The algorithm of choice is **SHA-256** for its well-known diffusion and collision resistance. However, 256 bits are too much to fit into a SIQ! So, the last 4 bytes are taken.

*...*

Development and testing environments may safely set all the domain bits to 0.

Qualifiers
**********

The last 16 bits are special, in a way that makes those identifiers unique, and you can tell what is what just by looking at them.

Inspired by programming language implementations, such as OCaml and early JavaScript, a distinguishing bit affix differentiates among types of heterogeneous entities:

* terminal entities (leaves) end in ``1``. This includes content blobs, array elements, and relationships;
* non-leaves end in ``0``.

The full assigment scheme (managed by me) looks like this:

-------------------------------------------------------
Suffix       Usage
=======================================================
``x00000``   user account
``x10000``   application (e.g. API, client, bot, form)
``x01000``   event, task
``x11000``   product, subscription
``x00100``   user group, membership, role
``x10100``   collection, feed
``x01100``   invite
``x11100``   *unassigned*
``x00010``   tag, category
``x10010``   *unassigned*
``x01010``   channel (guild, live chat, forum, wiki~)
``x11010``   *unassigned*
``xx0110``   thread, page
``xx1110``   message, post, revision
``xxx001``   3+ fk relationship
``xxx101``   many-to-many, hash array element
``xxx011``   array element (one to many)
``xxx111``   content
--------------------------------------------------------


The leftover bits are used as progressive serials, incremented as generation continues, and usually reset when timestamp is incremented.

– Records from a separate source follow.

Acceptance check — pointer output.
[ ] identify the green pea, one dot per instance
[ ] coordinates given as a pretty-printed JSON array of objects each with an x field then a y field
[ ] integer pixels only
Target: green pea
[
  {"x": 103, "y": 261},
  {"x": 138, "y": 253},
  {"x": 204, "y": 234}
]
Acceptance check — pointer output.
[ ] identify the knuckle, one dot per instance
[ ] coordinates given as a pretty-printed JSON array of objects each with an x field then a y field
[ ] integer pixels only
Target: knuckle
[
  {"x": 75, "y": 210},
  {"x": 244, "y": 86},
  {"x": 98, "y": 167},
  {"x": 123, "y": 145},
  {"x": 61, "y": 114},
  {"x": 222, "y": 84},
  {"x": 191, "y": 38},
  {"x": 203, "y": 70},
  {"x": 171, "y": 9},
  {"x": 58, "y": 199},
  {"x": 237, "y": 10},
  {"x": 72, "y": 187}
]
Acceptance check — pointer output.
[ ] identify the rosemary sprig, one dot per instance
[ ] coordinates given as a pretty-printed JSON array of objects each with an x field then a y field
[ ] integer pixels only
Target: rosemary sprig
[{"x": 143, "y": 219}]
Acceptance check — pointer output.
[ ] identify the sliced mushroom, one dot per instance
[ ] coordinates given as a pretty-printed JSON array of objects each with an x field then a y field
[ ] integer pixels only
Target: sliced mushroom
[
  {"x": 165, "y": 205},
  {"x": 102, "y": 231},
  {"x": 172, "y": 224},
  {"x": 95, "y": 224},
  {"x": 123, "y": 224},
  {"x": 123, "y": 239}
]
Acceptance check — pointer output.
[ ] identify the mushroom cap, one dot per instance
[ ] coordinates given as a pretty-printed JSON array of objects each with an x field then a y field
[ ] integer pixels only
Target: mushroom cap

Like with snowflakes and ULID's, if you happen to run out with serials, you need to wait till timestamp changes. Usually around 15 microseconds.

Storage
*******

It is advised to store in databases as *16 byte binary strings*.

-  In MySQL/MariaDB, it's ``VARBINARY(16)``.

The two extra bytes are to ease alignment, and possible expansion of timestamp range — even though it would not be an issue until some years after 10,000 CE.

It is possible to fit them into UUID's (specifically, UUIDv8's — custom ones), taking advantage from databases and libraries implementing a UUID type — e.g. PostgreSQL.

Unfortunately, nobody wants to deal with storing arbitrarily long integers — lots of issues pop up by going beyond 64. 128 bit integers are not natively supported in most places. Let alone 112 bit ones.

(end of extract)

Implementation
**************

.. autoclass:: Siq

.. autoclass:: SiqGen

.. automethod:: SiqGen.__init__
.. automethod:: SiqGen.generate

Snowflake
---------

SUOU also implements \[the Discord flavor of\] Snowflake ID's.

This flavor of Snowflake requires an epoch date, and consists of:
* 42 bits of timestamp, with millisecond precision;
* 10 bits for, respectively, worker ID (5 bits) and shard ID (5 bits);
* 12 bits incremented progressively.


.. autoclass:: suou.snowflake.Snowflake

.. autoclass:: suou.snowflake.SnowflakeGen


Other ID formats
----------------

Other ID formats (such as UUID's, ULID's) are implemented by other libraries.

In particular, Python itself has support for UUID in the Standard Library.